Elle a retrouvé sa place au château de Versailles, près de Paris, après 230 ans d’éloignement: une spectaculaire commode du XVIIIe siècle a été rachetée par le musée français à un collectionneur américain pour un peu plus de 4 millions d’euros.
Avant de se décider, le château, qui a pu s’offrir ce meuble exceptionnel grâce à un leg, l’a fait expertiser et analyser de façon poussée pour s’assurer de son authenticité. Depuis vendredi, la grande commode en laque noire du Japon, oeuvre d’un célèbre ébéniste, Bernard II Van Riesen Burgh dit BVRB, trône à nouveau dans la chambre de la Dauphine.
« Elle est d’une qualité incroyable », déclare à l’AFP Laurent Salomé, directeur du musée national du château de Versailles. « C’est très émouvant car on a l’impression de voir resurgir le château tel qu’il était avant la Révolution ». La commode de style rocaille (ou rococo) avait été livrée en 1745 pour la chambre de la Dauphine Marie-Thérèse Raphaëlle d’Espagne, l’épouse du Dauphin de France, fils de Louis XV.
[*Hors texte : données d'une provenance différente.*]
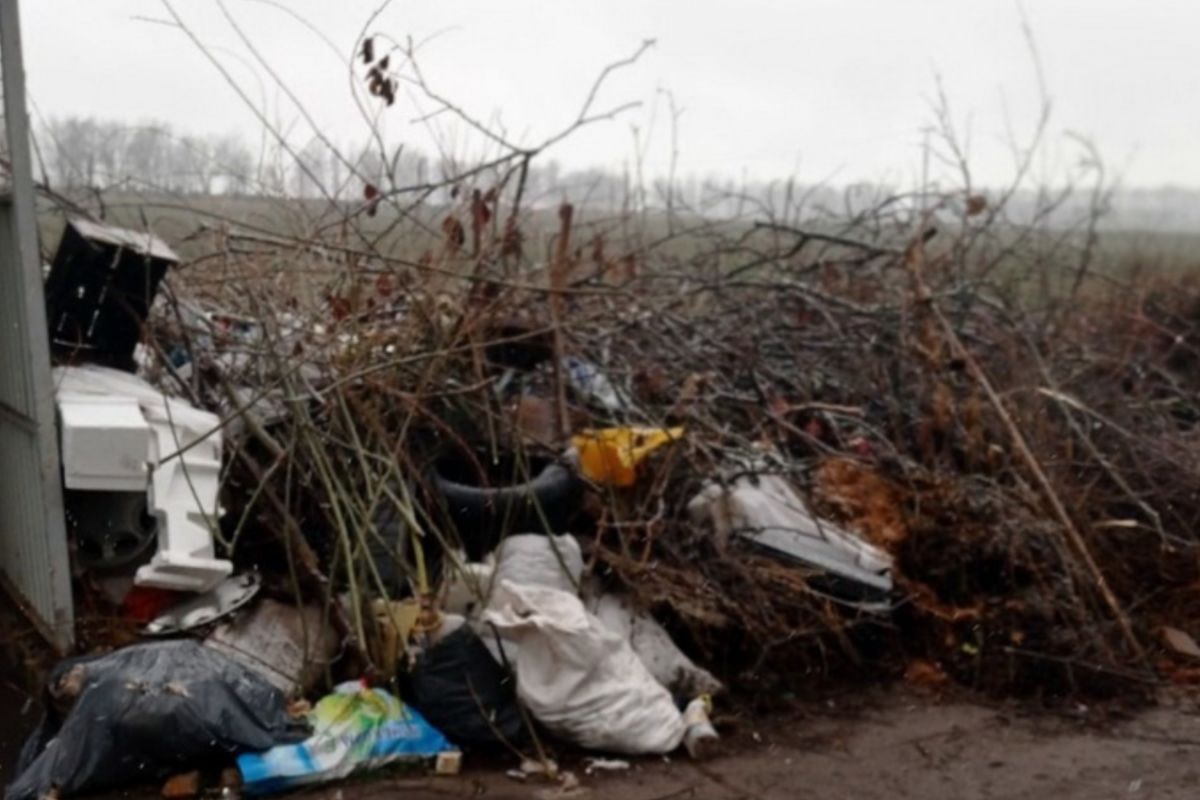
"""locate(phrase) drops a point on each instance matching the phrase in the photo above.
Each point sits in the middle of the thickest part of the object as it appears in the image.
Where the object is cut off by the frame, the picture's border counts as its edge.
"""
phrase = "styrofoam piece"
(184, 453)
(767, 511)
(106, 441)
(220, 601)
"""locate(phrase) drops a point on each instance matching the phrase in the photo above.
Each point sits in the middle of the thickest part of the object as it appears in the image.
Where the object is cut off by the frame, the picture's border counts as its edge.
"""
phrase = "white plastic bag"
(580, 679)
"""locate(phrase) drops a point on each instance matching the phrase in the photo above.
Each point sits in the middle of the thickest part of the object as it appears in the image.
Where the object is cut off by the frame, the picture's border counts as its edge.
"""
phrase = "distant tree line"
(77, 152)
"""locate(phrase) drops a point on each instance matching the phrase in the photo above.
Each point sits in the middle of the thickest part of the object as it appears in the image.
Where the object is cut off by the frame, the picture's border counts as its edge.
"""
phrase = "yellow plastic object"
(610, 456)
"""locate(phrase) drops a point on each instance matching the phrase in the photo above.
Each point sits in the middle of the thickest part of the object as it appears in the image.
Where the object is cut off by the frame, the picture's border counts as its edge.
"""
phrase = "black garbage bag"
(461, 691)
(145, 711)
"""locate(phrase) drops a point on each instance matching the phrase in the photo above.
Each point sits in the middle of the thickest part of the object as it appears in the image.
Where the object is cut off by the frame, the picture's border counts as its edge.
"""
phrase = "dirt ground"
(888, 745)
(895, 745)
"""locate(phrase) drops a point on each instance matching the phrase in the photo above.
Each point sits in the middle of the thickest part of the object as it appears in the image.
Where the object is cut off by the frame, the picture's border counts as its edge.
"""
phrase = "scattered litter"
(605, 765)
(768, 512)
(610, 456)
(531, 768)
(700, 738)
(143, 713)
(355, 728)
(593, 385)
(448, 763)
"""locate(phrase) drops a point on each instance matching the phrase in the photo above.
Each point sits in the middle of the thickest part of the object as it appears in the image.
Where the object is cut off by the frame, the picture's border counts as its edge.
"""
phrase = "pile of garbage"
(466, 503)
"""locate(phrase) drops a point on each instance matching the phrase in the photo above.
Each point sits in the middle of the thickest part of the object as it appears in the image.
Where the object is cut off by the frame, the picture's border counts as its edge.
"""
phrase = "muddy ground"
(883, 745)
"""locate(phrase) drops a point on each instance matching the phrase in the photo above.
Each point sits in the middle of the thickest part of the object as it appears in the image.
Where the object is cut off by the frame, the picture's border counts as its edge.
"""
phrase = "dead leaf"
(1181, 642)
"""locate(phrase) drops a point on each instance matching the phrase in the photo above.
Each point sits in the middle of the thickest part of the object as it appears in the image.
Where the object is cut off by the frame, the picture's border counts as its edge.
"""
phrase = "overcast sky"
(834, 90)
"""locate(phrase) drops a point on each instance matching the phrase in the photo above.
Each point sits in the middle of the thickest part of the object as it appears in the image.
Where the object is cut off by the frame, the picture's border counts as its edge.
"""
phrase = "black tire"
(483, 515)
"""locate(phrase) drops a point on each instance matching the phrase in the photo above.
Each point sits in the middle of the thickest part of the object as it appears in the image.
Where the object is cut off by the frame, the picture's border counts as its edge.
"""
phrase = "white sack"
(580, 679)
(666, 662)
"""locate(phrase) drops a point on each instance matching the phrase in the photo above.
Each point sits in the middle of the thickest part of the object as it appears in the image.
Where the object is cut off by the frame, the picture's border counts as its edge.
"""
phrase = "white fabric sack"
(580, 679)
(663, 659)
(540, 560)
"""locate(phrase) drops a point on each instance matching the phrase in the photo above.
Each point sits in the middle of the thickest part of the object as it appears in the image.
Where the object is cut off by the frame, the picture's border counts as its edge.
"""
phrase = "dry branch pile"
(1026, 458)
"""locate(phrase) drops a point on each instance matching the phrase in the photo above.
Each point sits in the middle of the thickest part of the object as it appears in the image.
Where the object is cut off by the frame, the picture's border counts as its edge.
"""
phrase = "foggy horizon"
(864, 103)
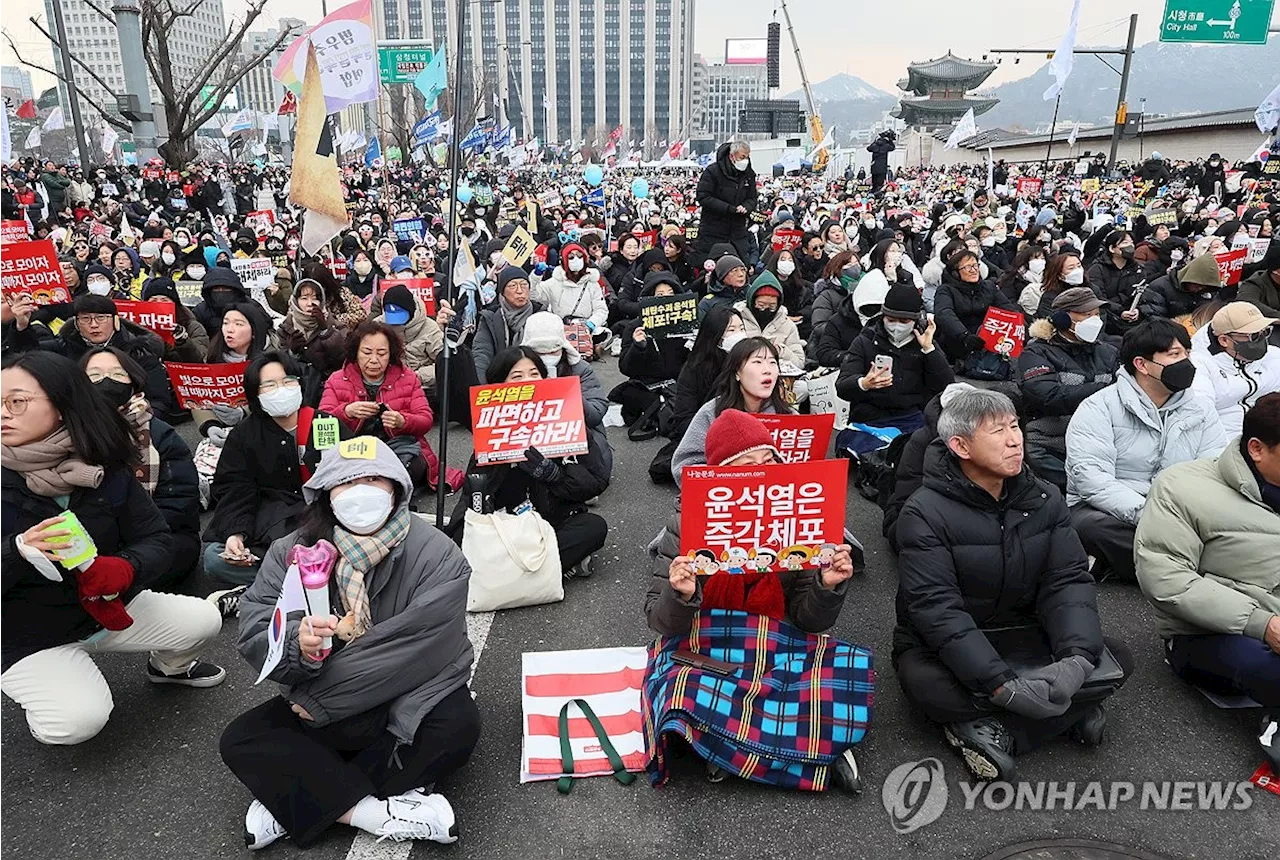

Après le décès de la jeune femme un an plus tard, le meuble était resté dans sa chambre, devenue par la suite celle de la nouvelle Dauphine Marie-Josèphe de Saxe. La commode avait ensuite disparu dans le tumulte de la Révolution de 1789. A la fin du XIXè siècle, elle réapparaît sur le marché de l’art mais sa provenance royale a été oubliée.
En 1973, la maison d’enchères Tajan la vend pour 1 million de francs. Puis en 1981, la commode part aux Etats-Unis chez un marchand new-yorkais. Elle resurgit aux enchères en 1998, lors de la dispersion à New York de la collection de ce marchand. En préparant la vente, un expert de la maison Christie’s repère le numéro « 1343 », inscrit à l’encre au dos du meuble.
Il s’aperçoit qu’il correspond au numéro d’inventaire de la commode de la chambre de la Dauphine mentionné dans le journal du Garde-meuble de la Couronne. Le lien avec la royauté est rétabli. Le château de Versailles songe à se porter acquéreur mais renonce devant l’envol des estimations avancées.
En fin de compte, la commode ne part pas aux enchères. Mais Christie’s la vend peu après à un grand collectionneur américain qui la conserve pendant vingt ans. C’est lui qui vient de la vendre à Versailles par l’intermédiaire de Christie’s. « Petit à petit on remeuble Versailles. C’est très difficile car tous les meubles ont été dispersés à la Révolution. Certains resurgissent mais ils coûtent très cher », souligne Laurent Salomé.
C’est grâce à un leg très important de Jeanne Heymann, une résidente monégasque, qui a souhaité spécifiquement contribuer au retour à Versailles d’objets d’art d’origine, que le château a pu financer cet achat. Désormais, pour ses acquisitions, Versailles « redouble de prudence », assure Laurent Salomé.
L’établissement public a été victime d’un trafic de faux meubles XVIIIè qui a éclaté en 2016. Il a acheté entre 2008 et 2012 auprès d’antiquaires parisiens principalement huit meubles (chaises, bergère, sièges ployants) qui se sont avérés être des faux. L’instruction est en cours. « Echaudé », le château a fait analyser la commode rocaille « sous toutes ses coutures » pendant plusieurs mois, souligne Laurent Salomé.
Le Centre de recherche et de restauration des musées de France (C2RMF) a étudié son bois, ses bronzes, ses panneaux de laques. Conclusion: « la commode paraît homogène et cohérente, les bois ont été abattus à la fin du XVIIe ou au début du XVIIIe siècles, les bronzes sont du XVIIIè », indique à l’AFP Mireille Klein, responsable de la filière arts décoratifs au C2RMF.
« Les laques sont bien asiatiques et elles ont été complétées par des laques européennes du XVIIIè », ajoute-t-elle. « Tout cadre ».
La composition de l’encre du fameux numéro 1343 a été analysée par un laboratoire du Muséum national d’histoire naturelle: « il n’a rien trouvé d’anachronique » par rapport aux inscriptions d’autres meubles de Versailles de la même période, souligne Mireille Klein.
« Tous les verrous ont été débloqués. C’est un meuble qui présente tous les atouts », selon elle.